At moments in this life one may pause long enough to be consumed by the thoughts of how life got away or so out of control. Such a moment occurred for me this morning as I found myself starting to pull out the typical ingredients to make the girls some typical scrambled eggs for breakfast. Spying the remains of the onion used for tacos earlier in the week, a half block of cheddar sitting with the processed cheese product slices, and remembering the cache of cooked bacon in the freezer, I pondered the delicious possibilities. But ::sigh:: the children wouldn't appreciate this. They don't like onions.

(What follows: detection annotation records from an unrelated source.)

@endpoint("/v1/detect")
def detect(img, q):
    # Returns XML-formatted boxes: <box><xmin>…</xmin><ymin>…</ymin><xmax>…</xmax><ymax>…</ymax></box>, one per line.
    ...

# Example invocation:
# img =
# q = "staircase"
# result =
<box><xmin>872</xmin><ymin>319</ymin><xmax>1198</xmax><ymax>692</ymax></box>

The internal uproar began. How many sacrifices have I made -- by my own choice -- as a wife and a mother for the sake of keeping peace and eating together? All the ingredients I've forgone, recipes I've skipped over or simplified, meals I've eaten that I'd rather not...
Fuck 'em, I decided. I'd make the eggs the way I like them. This is a battle I'm choosing to fight. As I put it to Bug as she later pontificated to me over the impossibility of eating around the onions on her plate, "You can't avoid onions all your life."

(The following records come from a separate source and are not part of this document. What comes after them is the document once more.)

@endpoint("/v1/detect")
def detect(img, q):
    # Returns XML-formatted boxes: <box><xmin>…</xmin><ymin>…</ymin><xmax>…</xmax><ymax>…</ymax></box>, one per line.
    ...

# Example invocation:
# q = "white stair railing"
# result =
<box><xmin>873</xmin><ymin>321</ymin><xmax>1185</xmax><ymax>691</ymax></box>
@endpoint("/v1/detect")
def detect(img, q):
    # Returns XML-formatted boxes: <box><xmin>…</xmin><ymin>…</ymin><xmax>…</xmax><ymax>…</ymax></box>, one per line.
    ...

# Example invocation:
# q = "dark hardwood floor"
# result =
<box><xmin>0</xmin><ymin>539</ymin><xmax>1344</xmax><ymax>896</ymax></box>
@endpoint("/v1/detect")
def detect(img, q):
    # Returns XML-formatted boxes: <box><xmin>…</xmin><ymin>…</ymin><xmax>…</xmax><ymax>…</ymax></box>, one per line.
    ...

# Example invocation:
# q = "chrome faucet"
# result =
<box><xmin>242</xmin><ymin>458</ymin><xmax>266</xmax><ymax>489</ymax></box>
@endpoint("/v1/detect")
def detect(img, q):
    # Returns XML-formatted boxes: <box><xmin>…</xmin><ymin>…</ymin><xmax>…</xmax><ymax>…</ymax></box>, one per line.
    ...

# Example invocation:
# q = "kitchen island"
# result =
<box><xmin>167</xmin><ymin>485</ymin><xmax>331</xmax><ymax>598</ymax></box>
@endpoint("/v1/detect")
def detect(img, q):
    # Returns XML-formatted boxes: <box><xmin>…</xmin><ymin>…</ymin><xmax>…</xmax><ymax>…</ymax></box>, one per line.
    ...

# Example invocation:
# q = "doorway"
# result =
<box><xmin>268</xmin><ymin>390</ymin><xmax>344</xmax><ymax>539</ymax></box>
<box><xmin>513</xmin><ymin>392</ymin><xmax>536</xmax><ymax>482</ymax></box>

This, by the way, is the quote I'd love to see if I've any future inclusion in quote anthologies.
Surely they will hate me and CPS is going to be contacted before this battle is over. I'll be accused of starving my children. Really I won't be, but to get to the redundant wisdom of, "If they're hungry, they'll eat it," my children will have to be exposed to several meals that they refuse to eat before that hunger will become more important than their stubborn belief that distaste means inedible.
This will be a good thing. The girls will learn to appreciate food, or at least keep their mouths shut and eat politely; the pantry will be cleared of unfavored cereals and the whimsical ingredients for "someday" meals; and Momma may even start to enjoy cooking again.